People who have traditionally made money as venture capitalists are now focusing on social ventures. It's an area normally reserved for nonprofits, an area where venture capitalists can be disruptive applying business metrics to a new space.
This is creating a new breed of investors investing in for-profit ventures that are focused on sustainability and the triple bottom line: people, planet and profit. For instance, one recent project I worked on was development of a building; it was a $100-million dollar project but it also had to have a zero-carbon footprint.
- Non-profits are focusing more on generating revenues.
Funders are increasingly telling non-profits to present them with a business model with reasonable targets to hit so that they can justify continuing funding. Where historically non-profits merely looked at opportunities to provide integral support services, they are now looking at new business models and opportunities to generate new revenues.
It goes well beyond simply mailing fundraising letters to the non-profit's so-called "constituency." Nonprofits are also increasingly looking at revamping their board structures to bring on people who have a history of raising money, or who are tied in to Wall Street, or who have worked in the cultural sector.
- New hybrid business models are emerging.
Management teams must determine upfront if they are a for-profit or a non-profit, if they are an LLC or an LC3 or a benefit corporation. An LC3, for instance, is a nonprofit that flips to a for-profit in a few years when it becomes financially sustainable and achieves payback.

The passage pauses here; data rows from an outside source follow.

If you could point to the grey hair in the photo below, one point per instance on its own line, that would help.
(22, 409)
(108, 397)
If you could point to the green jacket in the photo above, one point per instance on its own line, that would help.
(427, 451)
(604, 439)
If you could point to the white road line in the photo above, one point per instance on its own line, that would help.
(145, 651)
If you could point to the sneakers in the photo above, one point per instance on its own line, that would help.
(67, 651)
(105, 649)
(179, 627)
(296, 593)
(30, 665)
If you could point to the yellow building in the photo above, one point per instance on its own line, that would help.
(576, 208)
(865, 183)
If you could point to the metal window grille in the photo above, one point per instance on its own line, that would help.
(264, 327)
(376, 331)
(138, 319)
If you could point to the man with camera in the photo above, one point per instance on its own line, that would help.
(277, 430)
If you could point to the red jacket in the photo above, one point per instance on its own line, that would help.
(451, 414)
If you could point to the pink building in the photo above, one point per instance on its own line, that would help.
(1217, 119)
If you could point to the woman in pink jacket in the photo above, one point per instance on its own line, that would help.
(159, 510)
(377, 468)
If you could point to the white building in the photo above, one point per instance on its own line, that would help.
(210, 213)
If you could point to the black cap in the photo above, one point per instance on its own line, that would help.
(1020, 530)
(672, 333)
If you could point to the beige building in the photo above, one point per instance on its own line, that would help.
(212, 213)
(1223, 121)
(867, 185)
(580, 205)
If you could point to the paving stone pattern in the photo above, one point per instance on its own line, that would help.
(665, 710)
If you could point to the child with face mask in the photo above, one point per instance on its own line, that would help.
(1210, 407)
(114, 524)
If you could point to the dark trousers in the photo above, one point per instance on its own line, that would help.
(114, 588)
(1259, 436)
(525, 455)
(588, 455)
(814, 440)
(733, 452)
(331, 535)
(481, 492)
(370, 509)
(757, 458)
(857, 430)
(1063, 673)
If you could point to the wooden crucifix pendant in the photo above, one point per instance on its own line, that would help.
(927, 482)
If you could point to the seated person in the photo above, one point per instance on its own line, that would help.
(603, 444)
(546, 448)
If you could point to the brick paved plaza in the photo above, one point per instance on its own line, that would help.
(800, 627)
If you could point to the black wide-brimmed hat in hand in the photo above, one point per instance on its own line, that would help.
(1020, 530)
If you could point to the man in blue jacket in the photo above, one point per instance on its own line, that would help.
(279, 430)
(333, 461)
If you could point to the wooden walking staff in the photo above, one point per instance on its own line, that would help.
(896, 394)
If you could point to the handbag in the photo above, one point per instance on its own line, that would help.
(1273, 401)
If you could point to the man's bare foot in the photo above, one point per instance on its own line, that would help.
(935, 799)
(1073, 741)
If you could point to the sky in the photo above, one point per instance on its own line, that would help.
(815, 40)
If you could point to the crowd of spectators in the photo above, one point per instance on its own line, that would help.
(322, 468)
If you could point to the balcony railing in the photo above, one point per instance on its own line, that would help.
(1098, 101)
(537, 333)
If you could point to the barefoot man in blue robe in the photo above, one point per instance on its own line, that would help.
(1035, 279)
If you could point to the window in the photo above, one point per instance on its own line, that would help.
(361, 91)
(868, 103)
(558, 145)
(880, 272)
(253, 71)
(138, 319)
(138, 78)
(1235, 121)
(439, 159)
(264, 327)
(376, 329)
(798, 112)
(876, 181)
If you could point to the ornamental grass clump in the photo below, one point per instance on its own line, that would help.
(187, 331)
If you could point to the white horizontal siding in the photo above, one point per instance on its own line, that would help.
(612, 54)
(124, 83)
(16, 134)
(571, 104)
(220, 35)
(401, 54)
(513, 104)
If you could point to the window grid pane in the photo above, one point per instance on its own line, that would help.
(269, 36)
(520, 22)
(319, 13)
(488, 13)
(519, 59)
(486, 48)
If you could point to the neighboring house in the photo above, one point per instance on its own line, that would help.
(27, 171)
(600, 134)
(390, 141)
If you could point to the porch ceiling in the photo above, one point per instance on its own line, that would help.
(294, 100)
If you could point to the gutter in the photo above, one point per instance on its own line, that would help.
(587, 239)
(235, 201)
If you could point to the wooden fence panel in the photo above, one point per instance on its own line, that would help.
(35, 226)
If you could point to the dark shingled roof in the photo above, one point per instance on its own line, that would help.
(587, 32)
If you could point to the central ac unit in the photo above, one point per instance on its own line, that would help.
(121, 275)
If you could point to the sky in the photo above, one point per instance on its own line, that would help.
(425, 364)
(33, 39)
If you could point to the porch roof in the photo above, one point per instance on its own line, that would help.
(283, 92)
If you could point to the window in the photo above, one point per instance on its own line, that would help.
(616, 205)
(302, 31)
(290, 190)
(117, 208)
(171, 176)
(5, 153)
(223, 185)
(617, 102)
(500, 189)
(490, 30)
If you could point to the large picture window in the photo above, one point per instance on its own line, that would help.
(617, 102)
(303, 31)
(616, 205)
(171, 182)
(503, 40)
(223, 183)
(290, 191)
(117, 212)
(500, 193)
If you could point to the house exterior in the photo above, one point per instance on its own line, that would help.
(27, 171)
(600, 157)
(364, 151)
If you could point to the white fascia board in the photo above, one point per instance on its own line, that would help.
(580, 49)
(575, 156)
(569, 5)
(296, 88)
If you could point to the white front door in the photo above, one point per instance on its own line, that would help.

Another new idea is contract-hybrid businesses that allow nonprofits to enter into for-profit relationships with a business partner. The nature of the contract determines the way they are able to structure revenue-generating deals.
- New crowdfunding platforms are providing new opportunities to attract investment.
For those fundraising with technology, crowdfunding can now do more than accrue awards and donations, it can offer actual investment platforms enabled by the U.S. Securities and Exchange Commission through the JOBS Act.
Organizations can generate start-up monies or product development monies through well-crafted crowdfunding campaigns. It's becoming a new way to evaluate companies with promise because fundraising success is better aligned with the merits of what's being worked on. It's like "friends and family" fundraising on steroids. Through traditional fundraising, entrepreneurs relied on relationships with friends and family; with crowdfunding, they're relying on both reputation and a well-crafted story.
Given how fast the field is changing in the use of technology for fundraising, entrepreneurs who take advantage of best practices in early adoption will see greater opportunities unfold. There are advantages to being experimental and being able to pivot at the drop of a dime. New approaches in social entrepreneurship are sometimes counterintuitive to traditional approaches.